Stone also said that NSF would soon announce the creation of AI testbeds “to evaluate real-world AI systems with transparency and rigor” and a partnership to create large-language-model infrastructure to help “drive AI for science.”

The administration repeatedly refers to AI as a priority in its budget requests for science agencies for the upcoming year, even amid deep overall cuts. NSF’s budget request would add funding for AI in many of its research directorates, even though those same directorates would be cut anywhere from 40% to 75% in the request.

Standards development

NIST’s Center for AI Standards and Innovation also plays a significant role in the plan, including by supporting the development of the science of measuring and evaluating AI models with DOE and NSF, convening meetings for federal agencies and the research community to share best practices on AI evaluation, and publishing guidelines and resources for federal agencies to conduct evaluations of AI systems that align with their mission. (The U.S. AI Safety Institute, established in 2023, was recently renamed as CAISI at Trump’s direction.)

“Understanding how to measure and evaluate models is still an open scientific question,” Kratsios said at an event discussing the action plan, hosted by the Center for Strategic and International Studies. “Currently, the state-of-the-art is literally having a biologist ask questions to the model and see what comes back… but is that scalable? Is that something you could standardize across the entire world and create some sort of coherent, multi-country understanding of what the best practices are for doing evaluations? All those are open metrology questions.”

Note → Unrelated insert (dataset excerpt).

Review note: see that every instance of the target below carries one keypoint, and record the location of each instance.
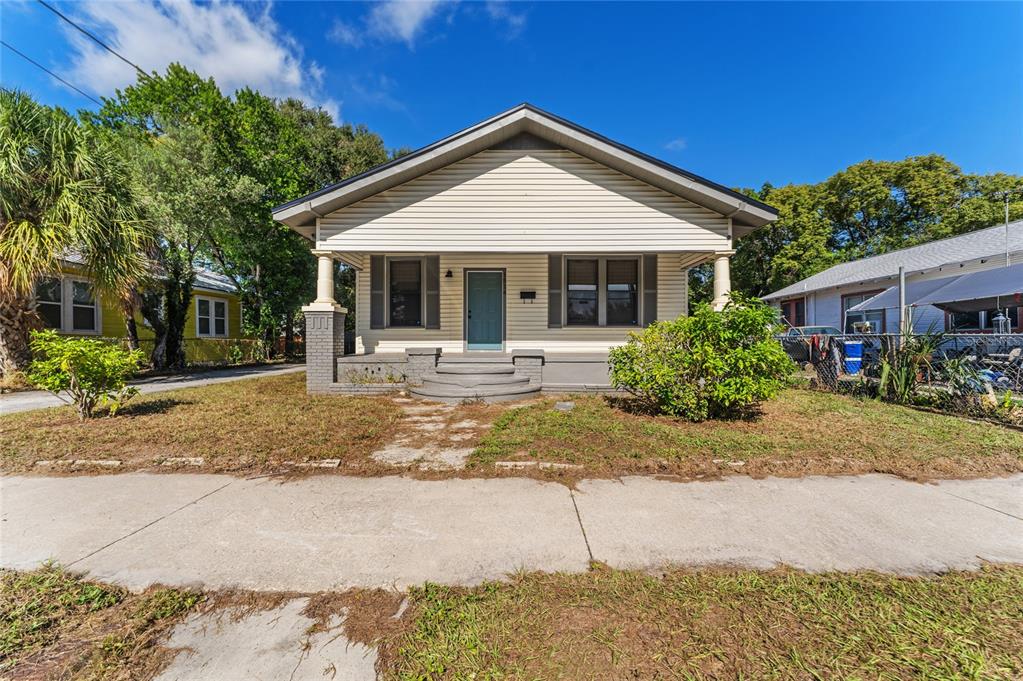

Kratsios later added that Congress now has the opportunity “to think about how to legislate on the standards institute and give it, sort of, statutory cover for some of the actions that we want to be doing long term.”

Workforce programs

The action plan also recommends NSF and DOE support workforce development in AI, including by expanding hands-on research training and development opportunities for undergraduate and graduate students, creating industry-driven training programs to address workforce needs, and coordinating an AI hackathon “to solicit the best and brightest from U.S. academia to test AI systems for transparency, effectiveness, use control, and security vulnerabilities.”